James Wu Man-hon OBE, JP (18 November 1920 – 23 February 2006) was a Hong Kong businessman and an unofficial member of the Legislative Council of Hong Kong.

==Biography==
Wu was born in 1920 in Pokfulam to Wu Chung, a leading merchant in Hong Kong and founder of the Weatherite Industries, often nicknamed "King of Taxi". His brother, Gordon Wu, was also a prominent real estate developer. Wu was educated at the Dunmei School, a famous Chinese school in Hong Kong, and subsequently at the King's College, Hong Kong. He studied at the University of Hong Kong before the Japanese invasion. He went on to finish his study at the National Sun Yat-sen University with a degree in engineering.

He helped his father to reestablish the family business after the war, opening hotels, studios, theatres, real estates and air conditioners. He was the chairman of the Hopewell Holdings and the Saiweite Industrial Company. Under his Hopewell chairmanship, the company expanded its infrastructural business in South China, Thailand and the Philippines.

He had been president of the Rotary Club of Hong Kong Island East and the chancellor of the Po Leung Kuk. He was also the vice-president of the Chinese Manufacturers' Association of Hong Kong and the chairman of the Federation of Hong Kong Industries. He had led of the Hong Kong delegation to the conferences of the UN Economic Commission for Asia and the Far East on five occasions.
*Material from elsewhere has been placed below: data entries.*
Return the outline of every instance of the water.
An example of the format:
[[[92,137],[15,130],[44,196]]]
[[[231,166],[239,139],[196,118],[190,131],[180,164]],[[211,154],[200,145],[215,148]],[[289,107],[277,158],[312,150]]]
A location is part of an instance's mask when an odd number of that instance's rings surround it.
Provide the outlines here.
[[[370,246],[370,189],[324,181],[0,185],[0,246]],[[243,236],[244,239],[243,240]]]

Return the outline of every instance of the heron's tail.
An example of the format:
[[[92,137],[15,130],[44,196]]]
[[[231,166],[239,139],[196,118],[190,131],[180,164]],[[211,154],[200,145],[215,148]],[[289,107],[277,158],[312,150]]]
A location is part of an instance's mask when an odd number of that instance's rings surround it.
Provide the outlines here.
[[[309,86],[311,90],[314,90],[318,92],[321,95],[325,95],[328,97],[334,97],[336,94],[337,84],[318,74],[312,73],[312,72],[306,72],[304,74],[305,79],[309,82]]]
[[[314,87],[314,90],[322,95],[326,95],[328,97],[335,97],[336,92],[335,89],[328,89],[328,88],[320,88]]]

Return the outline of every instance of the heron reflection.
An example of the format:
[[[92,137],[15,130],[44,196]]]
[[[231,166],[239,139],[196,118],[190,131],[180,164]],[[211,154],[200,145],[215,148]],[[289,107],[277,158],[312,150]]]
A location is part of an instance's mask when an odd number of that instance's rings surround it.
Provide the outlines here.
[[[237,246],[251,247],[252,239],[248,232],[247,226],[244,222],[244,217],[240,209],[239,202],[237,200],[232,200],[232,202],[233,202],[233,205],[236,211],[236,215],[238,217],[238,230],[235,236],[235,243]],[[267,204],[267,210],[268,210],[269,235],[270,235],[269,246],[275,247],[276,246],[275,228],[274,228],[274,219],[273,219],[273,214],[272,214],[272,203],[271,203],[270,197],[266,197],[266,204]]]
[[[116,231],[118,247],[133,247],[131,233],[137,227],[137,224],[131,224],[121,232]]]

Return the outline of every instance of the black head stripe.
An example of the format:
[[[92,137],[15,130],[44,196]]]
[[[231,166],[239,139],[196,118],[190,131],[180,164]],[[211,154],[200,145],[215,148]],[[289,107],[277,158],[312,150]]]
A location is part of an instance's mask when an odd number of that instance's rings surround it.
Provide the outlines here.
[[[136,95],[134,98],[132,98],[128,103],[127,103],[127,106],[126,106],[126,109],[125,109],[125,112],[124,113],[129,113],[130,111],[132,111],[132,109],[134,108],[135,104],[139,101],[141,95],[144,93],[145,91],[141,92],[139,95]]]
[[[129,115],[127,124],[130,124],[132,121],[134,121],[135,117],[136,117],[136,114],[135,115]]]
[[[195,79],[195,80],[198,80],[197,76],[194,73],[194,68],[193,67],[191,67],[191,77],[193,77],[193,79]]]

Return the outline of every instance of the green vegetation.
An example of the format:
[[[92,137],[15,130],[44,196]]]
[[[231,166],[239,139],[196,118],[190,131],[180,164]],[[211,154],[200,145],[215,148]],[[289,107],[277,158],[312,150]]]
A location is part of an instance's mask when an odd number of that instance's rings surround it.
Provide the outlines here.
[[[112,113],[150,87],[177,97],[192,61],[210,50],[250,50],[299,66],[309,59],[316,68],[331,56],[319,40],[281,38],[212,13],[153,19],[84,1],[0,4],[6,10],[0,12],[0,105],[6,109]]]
He was also the chairman of the Industrial Development Committee of the Hong Kong-Japan Business Co-operation Committee, in which he attracted massive Japanese participation in technology transfer in the field of high-precision tooling for electronics components. He was recognised by receiving permanent membership of the American Society of Heating, Refrigerating and Air Conditioning Engineers (ASHRAE) in 1987.

He had been appointed to many public positions, including the Hong Kong Trade Development Council, the Vocational Training Council and the Hong Kong Productivity Council. He was first appointed to the Urban Council in 1968 and then the Legislative Council in 1972. He was vocal on providing the requisite infrastructural support for the development of vast industrial estates. He was awarded Officer of the Order of the British Empire (OBE) for his public services in 1974.

He was also deputy chairman of the Hong Kong Polytechnic before it was promoted to university. For his contributions, the Hong Kong Polytechnic conferred on him an honorary doctorate in Engineering in 1991. in 1992, he was awarded degree of Doctor of Laws by the University of Hong Kong. He also became honorary citizen of Guangzhou in 1991.